152●『超時空要塞マクロス/愛・おぼ…』⑩…無言で語られる感情、ミンメイの魅力。




 『劇場版マクロス』は、ミンメイの物語でした。

 劇場版予告編で「主演、リン・ミンメイ」「ミンメイ・マクロスピード!」と告げられ、完全に主役として認知されています。

 ラストシーンでも明らか。どうみてもミンメイの独演会でしたね。


 作品のストーリーは、SFアニメとして、以前の章で「①②③の増補」と紹介した“大規模な増築”が行われ、いわばそのシワ寄せとして、TV版の登場人物の活躍をバッサリとカットして、二時間弱の尺に収められた……と申しました。


 その過程で、意図的に、ミンメイを主演とする形に、絞り込まれたのでしょう。


 つまり『劇場版マクロス』は、実質的に……

「ミンメイのミュージックビデオ(MV)でありプロモーションビデオ(PV)」

 ……として完成したと、とらえられるのです。

 それがおそらく、劇場版の、硬派なSFアニメの仮面の下に隠された、もう一つの顔だったのです。


 どなたもご異論は無いと思います。

 SFアニメとして、その内容をきっちりと成立させながらも……

 映画一本まるごと、ミンメイのために作られたMVでありPV。

 『愛・おぼえていますか』のワンマンショーだけを切り取っても、明らかにMV。

 TV版でミンメイの人気が鰻登りとなったことが劇場版を成功させ、そしてCD等の音楽媒体に続々と商業展開がなされ、さらなる成功を呼び込みました。

 ビジネスの先兵としても、ミンメイは大活躍したのです。 


 これも、『劇場版マクロス』の、大いなる先駆性でした。

 ウィキペディアから引用しますと……


 「……日本におけるミュージック・ビデオの発展は、生放送の音楽番組が衰退した1980年代後半から1990年代初頭以降、アーティストの音楽番組出演に代わるプロモーション手段の一つとして、また洋楽シーンの影響も受け増えていくようになる。この頃ミュージック・ビデオを積極的に使ったアーティストにはオフコース、TM NETWORK、小泉今日子、サザンオールスターズ、CHAGE and ASKAなどがいる。……」 


 そう、MVなるものが大衆に一般化するのは、1980年代後半以降。


 『劇場版マクロス』は、日本初のミュージックビデオ、それも映画一本分の「メガMV」と解釈できるかもしれませんね。

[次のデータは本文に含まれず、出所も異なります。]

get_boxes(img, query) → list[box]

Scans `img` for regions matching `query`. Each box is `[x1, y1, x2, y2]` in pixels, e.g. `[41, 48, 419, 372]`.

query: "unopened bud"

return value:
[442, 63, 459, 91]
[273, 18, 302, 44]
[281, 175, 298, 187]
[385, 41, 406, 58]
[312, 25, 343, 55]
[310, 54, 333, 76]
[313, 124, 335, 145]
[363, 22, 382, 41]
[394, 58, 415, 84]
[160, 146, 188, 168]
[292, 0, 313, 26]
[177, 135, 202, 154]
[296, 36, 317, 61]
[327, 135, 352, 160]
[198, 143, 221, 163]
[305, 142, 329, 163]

 これも、リン・ミンメイのアイドルパワーの凄さを裏付けているのでしょう。


 実写の“音楽映画”あるいは“歌謡映画”は、古くはシルヴィ・バルタンの『アイドルを探せ』(1965)とか、ビートルズの『マジカル・ミステリー・ツアー』(1967)などもありましたが、アニメ映画で二次元バーチャルアイドルを押し出して、MVやPVの機能を果たしたのは前代未聞。『劇場版マクロス』の文化的足跡として大いに評価されるべきでしょう。


 

       *


 さて、『劇場版マクロス』の、SFとしてのストーリーに着目しますと……

 ミンメイの『天使の絵の具』に終わる華やかなエンディングが、宇宙戦争が終わって訪れた平和の明るさを暗示していますが、あれはかならずしもハッピーに終わったわけではありませんね。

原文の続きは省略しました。